The standard cell potential ($E^\circ_{cell}$) for this reaction is the difference between the standard electrode potentials: $E^\circ_{cell} = E^\circ_2 - E^\circ_1$ $E^\circ_{cell} = (-1.1 V) - (-0.96 V)$ $E^\circ_{cell} = -1.1 V + 0.96 V$ $E^\circ_{cell} = -0.14 V$

This $E^\circ_{cell}$ is related to the equilibrium constant ($K_{sp}$ in this case) by the Nernst equation at standard conditions: $E^\circ_{cell} = \frac{2.303 RT}{nF} \log_{10} K_{sp}$

We are given $\left(\frac{2.303 RT}{F} = 0.0591\right)$. In the dissolution reaction $ACl_2(s) \rightleftharpoons A^{2+}(aq) + 2Cl^-(aq)$, the number of electrons transferred ($n$) is 2 (as derived from the half-reactions).

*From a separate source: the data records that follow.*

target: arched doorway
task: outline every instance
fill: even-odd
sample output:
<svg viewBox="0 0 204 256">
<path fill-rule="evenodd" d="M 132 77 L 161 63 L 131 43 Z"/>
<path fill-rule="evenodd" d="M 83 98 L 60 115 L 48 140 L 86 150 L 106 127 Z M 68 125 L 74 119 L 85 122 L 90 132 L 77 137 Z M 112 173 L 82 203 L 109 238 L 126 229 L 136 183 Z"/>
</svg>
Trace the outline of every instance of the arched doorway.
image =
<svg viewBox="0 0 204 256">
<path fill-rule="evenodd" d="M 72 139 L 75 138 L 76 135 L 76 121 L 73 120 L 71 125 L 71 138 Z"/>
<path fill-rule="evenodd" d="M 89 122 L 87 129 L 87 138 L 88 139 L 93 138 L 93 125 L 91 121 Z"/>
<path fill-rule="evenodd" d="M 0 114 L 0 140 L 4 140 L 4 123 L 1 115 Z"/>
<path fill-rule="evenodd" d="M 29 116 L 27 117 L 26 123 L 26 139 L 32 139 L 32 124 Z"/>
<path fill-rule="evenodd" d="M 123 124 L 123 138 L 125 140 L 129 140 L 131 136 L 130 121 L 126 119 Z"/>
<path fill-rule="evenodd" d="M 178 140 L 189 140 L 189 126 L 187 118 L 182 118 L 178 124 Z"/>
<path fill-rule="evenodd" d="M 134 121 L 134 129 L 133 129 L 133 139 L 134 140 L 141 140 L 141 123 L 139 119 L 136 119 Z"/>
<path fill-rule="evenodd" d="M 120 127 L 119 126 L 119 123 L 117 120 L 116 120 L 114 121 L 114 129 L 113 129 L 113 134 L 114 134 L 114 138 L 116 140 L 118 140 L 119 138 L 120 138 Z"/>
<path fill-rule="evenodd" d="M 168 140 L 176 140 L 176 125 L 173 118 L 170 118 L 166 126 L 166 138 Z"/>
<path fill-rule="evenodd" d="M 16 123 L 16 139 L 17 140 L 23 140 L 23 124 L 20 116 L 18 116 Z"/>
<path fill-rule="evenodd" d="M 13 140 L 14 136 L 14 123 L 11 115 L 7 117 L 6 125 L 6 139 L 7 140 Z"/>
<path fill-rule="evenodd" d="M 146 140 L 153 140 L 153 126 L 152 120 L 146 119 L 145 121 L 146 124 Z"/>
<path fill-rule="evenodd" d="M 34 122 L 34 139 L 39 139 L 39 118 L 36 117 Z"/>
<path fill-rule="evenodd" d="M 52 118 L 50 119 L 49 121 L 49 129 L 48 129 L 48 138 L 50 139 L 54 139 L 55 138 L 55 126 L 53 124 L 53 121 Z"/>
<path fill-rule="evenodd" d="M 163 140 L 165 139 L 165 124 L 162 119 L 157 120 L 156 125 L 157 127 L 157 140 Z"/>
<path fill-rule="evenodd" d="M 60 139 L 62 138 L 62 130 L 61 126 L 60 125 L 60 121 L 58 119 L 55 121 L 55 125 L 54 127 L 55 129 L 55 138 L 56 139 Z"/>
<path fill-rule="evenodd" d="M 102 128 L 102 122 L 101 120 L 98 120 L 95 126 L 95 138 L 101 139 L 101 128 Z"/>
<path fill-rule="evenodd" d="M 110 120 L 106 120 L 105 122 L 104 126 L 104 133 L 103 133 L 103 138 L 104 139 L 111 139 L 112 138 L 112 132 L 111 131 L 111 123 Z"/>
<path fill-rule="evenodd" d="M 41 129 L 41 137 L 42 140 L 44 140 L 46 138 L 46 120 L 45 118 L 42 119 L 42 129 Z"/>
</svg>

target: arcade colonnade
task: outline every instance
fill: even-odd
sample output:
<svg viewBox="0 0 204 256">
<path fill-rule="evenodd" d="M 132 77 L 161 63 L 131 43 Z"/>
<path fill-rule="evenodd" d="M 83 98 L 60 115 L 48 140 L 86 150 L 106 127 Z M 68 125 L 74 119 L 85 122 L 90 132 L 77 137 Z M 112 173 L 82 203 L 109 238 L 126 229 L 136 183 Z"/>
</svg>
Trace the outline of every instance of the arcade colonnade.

Substitute the values into the equation: $-0.14 V = \frac{0.0591 V}{2} \log_{10} K_{sp}$ $-0.14 = 0.02955 \log_{10} K_{sp}$

Now, solve for $\log_{10} K_{sp}$: $\log_{10} K_{sp} = \frac{-0.14}{0.02955}$ $\log_{10} K_{sp} \approx -4.7377$

The question asks for $\log_{10} \frac{1}{K_{sp}}$. $\log_{10} \frac{1}{K_{sp}} = -\log_{10} K_{sp}$ $\log_{10} \frac{1}{K_{sp}} = -(-4.7377)$ $\log_{10} \frac{1}{K_{sp}} = 4.7377$

Rounding to the nearest integer, $4.7377$ is approximately 5.